Côté structures, la SARLAU (Société à responsabilité limitée à associé unique) reste de loin la formule privilégiée. Elle représente près de deux tiers (65,6%) des nouvelles sociétés, confirmant le choix des entrepreneurs pour un modèle qui sécurise leur patrimoine personnel tout en offrant de la flexibilité, lit-on.

Sur le plan géographique, la carte entrepreneuriale demeure marquée par une forte concentration. Casablanca-Settat conserve son rang de locomotive économique, particulièrement en matière de créations de sociétés. Toutefois, d’autres régions s’imposent de plus en plus dans le paysage. Rabat-Salé-Kénitra confirme son rôle de second pôle attractif, tandis que Dakhla-Oued Ed-Dahab signe la performance la plus spectaculaire. Dans cette région, les créations d’entreprises individuelles ont littéralement explosé, enregistrant une hausse de 506%. «Un signal fort de l’impact des investissements publics et des projets de développement régional destinés à dynamiser l’économie locale», souligne L’Economiste.
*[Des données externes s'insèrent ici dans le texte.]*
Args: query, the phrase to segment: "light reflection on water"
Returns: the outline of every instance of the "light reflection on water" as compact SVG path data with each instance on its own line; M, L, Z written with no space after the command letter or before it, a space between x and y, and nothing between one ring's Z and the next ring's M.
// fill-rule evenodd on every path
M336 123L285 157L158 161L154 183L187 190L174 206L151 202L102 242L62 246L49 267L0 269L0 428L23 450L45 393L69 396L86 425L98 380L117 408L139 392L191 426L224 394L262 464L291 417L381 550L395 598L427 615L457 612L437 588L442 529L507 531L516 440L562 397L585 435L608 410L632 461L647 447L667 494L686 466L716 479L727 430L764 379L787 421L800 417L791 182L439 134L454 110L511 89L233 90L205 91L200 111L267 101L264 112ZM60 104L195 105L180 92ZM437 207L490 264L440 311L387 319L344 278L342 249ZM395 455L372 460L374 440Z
Le Bulletin met également en lumière l’évolution des dépôts de brevets. Entre janvier et mai 2025, 1.179 demandes ont été enregistrées, soit une progression notable de 32% pour les brevets marocains. Cependant, le déséquilibre reste frappant: seuls 154 brevets proviennent d’inventeurs marocains, contre 1.025 dépôts étrangers.

L’analyse de la provenance montre que les universités marocaines dominent largement, à l’origine de 68% des dépôts nationaux. Les entreprises, elles, ne contribuent qu’à hauteur de 14%, tout comme les particuliers, tandis que les centres de recherche plafonnent à 4%. Cette situation souligne un décalage persistant entre la recherche académique et le tissu productif, et met en avant la nécessité de renforcer les passerelles entre innovation scientifique et valorisation industrielle, lit-on encore.
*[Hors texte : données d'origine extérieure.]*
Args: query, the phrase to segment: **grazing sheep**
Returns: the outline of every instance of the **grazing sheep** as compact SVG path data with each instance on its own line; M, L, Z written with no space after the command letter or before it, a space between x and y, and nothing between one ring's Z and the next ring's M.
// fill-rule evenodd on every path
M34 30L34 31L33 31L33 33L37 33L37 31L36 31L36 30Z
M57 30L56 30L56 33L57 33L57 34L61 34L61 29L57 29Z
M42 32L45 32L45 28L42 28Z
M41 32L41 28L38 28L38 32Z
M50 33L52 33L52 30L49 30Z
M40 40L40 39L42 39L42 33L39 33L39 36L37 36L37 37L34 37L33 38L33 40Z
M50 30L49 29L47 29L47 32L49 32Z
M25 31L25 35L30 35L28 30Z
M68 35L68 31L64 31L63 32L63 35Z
Côté secteurs, l’innovation se concentre sur des domaines stratégiques: pharmaceutique (33%), biotechnologie (15%) et chimie fine organique (13%), traduisant une orientation nationale vers les industries de pointe.
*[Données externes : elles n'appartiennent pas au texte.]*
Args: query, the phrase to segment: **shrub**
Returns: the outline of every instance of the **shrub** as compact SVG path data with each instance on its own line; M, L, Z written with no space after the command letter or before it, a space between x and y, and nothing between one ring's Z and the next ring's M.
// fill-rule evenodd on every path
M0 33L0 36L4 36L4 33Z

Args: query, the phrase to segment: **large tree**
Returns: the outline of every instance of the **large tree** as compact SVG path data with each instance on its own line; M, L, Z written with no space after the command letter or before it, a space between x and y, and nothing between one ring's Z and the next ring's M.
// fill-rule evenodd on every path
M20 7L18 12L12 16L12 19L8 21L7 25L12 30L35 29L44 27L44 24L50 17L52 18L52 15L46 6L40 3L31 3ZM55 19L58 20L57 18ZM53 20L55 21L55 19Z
Autre indicateur de l’activité économique: la délivrance des certificats négatifs, première étape de toute création d’entreprise. Elle a progressé de 11%, atteignant 63.355 certificats au total sur les cinq premiers mois de l’année. Les dénominations commerciales en représentent l’écrasante majorité (94%). Là encore, Casablanca-Settat domine avec plus d’un tiers des certificats, suivie par Rabat-Salé-Kénitra et Marrakech-Safi, qui confirment leur statut de pôles économiques structurants.

En revanche, le registre du design industriel connaît un léger recul. Les dépôts de dessins et modèles industriels (DMI) ont diminué de 6% en mai 2025. Malgré cela, la créativité nationale reste largement majoritaire, avec 85% des dépôts réalisés par des créateurs marocains.

La centralisation demeure marquée. Casablanca-Settat concentre plus de 70% des dépôts nationaux, loin devant le Souss-Massa, Marrakech-Safi et l’Oriental. L’activité est dominée par des produits utilitaires, principalement les emballages et récipients (46%), suivis par l’habillement et les jouets.